CBS 2 political reporter Derrick Blakley follows the momentum and the money.

With the election just days away, the mayoral candidates are letting it all hang out. At a Malcolm X College forum, Susana Mendoza had some choice words for two who didn’t show up: Toni Preckwinkle and Bill Daley.

“We don’t need any more Daleys. We don’t need Toni Preckwinkles who won’t show up to answer questions either,” Mendoza said.

In fact, except for Mendoza, all the candidates who’ve raked in the most last-minute money skipped the forum. Topped by far by Bill Daley, who collected close to three million dollars just within the last two weeks, with two million of that donated by Illinois’ richest man, billionaire Ken Griffin.

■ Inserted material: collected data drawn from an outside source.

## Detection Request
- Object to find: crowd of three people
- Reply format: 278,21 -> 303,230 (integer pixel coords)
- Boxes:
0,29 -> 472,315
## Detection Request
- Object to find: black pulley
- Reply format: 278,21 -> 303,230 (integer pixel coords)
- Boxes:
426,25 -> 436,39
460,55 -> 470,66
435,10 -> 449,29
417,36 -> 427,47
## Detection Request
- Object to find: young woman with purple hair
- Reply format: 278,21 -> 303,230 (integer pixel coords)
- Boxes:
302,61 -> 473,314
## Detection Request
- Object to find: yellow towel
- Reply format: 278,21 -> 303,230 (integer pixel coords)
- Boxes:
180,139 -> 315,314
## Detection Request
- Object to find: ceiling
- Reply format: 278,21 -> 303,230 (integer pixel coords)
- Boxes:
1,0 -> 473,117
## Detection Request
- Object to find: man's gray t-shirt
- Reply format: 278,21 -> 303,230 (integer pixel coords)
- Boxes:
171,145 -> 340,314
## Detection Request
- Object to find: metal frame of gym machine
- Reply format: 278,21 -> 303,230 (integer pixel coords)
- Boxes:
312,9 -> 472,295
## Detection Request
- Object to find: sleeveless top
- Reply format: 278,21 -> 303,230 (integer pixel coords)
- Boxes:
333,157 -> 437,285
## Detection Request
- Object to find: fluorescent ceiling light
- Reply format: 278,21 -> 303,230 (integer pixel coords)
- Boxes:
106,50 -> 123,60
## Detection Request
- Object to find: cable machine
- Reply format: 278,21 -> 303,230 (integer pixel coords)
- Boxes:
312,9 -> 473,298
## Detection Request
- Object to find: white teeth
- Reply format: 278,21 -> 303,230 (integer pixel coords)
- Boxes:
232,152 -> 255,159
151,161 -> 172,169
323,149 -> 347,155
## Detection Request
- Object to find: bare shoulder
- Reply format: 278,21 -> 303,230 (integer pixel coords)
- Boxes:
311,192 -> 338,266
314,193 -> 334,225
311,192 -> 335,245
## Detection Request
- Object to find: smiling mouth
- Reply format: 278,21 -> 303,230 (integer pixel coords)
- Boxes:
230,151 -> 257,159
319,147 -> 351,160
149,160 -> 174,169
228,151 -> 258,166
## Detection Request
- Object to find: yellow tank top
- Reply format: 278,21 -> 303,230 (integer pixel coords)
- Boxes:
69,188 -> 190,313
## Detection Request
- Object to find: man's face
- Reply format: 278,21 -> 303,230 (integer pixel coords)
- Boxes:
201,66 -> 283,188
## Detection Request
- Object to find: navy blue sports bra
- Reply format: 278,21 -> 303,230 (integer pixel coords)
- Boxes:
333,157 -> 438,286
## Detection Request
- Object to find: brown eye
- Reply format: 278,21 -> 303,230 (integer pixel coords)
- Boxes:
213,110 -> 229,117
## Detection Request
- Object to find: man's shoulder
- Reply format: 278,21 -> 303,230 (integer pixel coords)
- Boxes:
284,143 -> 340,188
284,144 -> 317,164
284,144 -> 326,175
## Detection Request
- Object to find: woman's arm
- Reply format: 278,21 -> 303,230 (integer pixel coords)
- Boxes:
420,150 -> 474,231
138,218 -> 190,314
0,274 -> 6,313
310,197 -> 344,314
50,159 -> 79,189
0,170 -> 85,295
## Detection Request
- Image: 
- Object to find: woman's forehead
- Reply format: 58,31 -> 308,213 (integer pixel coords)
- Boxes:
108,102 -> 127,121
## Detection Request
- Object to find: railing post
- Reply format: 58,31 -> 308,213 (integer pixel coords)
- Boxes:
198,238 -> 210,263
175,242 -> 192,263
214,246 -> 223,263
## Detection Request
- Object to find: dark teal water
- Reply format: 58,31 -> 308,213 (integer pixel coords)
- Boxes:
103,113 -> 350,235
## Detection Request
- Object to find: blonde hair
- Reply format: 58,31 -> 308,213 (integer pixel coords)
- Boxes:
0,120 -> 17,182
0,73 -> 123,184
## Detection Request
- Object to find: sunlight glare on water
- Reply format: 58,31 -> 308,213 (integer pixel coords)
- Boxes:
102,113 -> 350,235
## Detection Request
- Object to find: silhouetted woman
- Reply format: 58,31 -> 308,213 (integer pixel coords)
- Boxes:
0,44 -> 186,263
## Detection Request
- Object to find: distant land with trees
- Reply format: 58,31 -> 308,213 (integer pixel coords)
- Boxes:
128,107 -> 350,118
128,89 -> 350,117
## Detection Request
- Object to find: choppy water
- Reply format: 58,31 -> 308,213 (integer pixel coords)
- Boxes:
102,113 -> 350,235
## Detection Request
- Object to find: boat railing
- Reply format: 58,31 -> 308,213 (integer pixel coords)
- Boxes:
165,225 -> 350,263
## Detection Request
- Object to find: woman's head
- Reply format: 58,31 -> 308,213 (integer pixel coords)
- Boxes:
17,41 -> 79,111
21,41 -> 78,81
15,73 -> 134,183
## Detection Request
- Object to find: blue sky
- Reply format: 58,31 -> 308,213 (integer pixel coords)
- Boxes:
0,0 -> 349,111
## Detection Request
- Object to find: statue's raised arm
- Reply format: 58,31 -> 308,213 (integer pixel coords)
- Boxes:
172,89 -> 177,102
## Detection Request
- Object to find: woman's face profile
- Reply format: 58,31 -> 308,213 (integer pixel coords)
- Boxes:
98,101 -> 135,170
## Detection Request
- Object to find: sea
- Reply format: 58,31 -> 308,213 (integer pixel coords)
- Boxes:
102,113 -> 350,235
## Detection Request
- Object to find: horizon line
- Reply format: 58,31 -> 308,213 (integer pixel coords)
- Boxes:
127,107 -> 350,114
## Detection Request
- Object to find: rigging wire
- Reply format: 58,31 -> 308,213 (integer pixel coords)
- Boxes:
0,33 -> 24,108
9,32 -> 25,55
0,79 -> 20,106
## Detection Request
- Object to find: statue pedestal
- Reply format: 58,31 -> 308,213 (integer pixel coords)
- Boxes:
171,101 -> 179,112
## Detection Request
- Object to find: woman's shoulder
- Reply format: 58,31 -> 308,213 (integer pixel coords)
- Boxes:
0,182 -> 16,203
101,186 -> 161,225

Daley is followed by Gery Chico at $387,000. Toni Preckwinkle with $362,000. Mendoza: $222,000 and Lori Lightfoot with $190,000. But some question how much that money has bought.

“The candidates who entered the race after (Rahm) Emanuel dropped out have spent maybe six million in advertising and haven’t budged in the polls, I think gives me a sense of optimism,” said candidate Paul Vallas.

Up until this week, Preckwinkle and Daley have been viewed as front-runners. But various polls indicate the race is tightening with Chico, Lightfoot and Mendoza all seen as possibly within striking distance. Weak turnout for early voting signals a lack of enthusiasm, with up to a quarter of voters still undecided.

“I think that’s a reflection on the confusion of the voters who don’t want to go the same way that we’ve been going,” said candidate Garry McCarthy.

“Those undecideds are more important because every vote is going to make a difference in this race,” Mendoza said.

Various sources tell CBS 2 Gery Chico and Lori Lightfoot both seem to be moving up, with Bill Daley perhaps damaged by critical TV ads funded by the construction equipment operators union. Now, Daley is spending heavily to answer those ads.

But overall Chicagoans seem somewhat bewildered, by something they’ve never experienced: A genuinely wide-open, freewheeling mayoral race.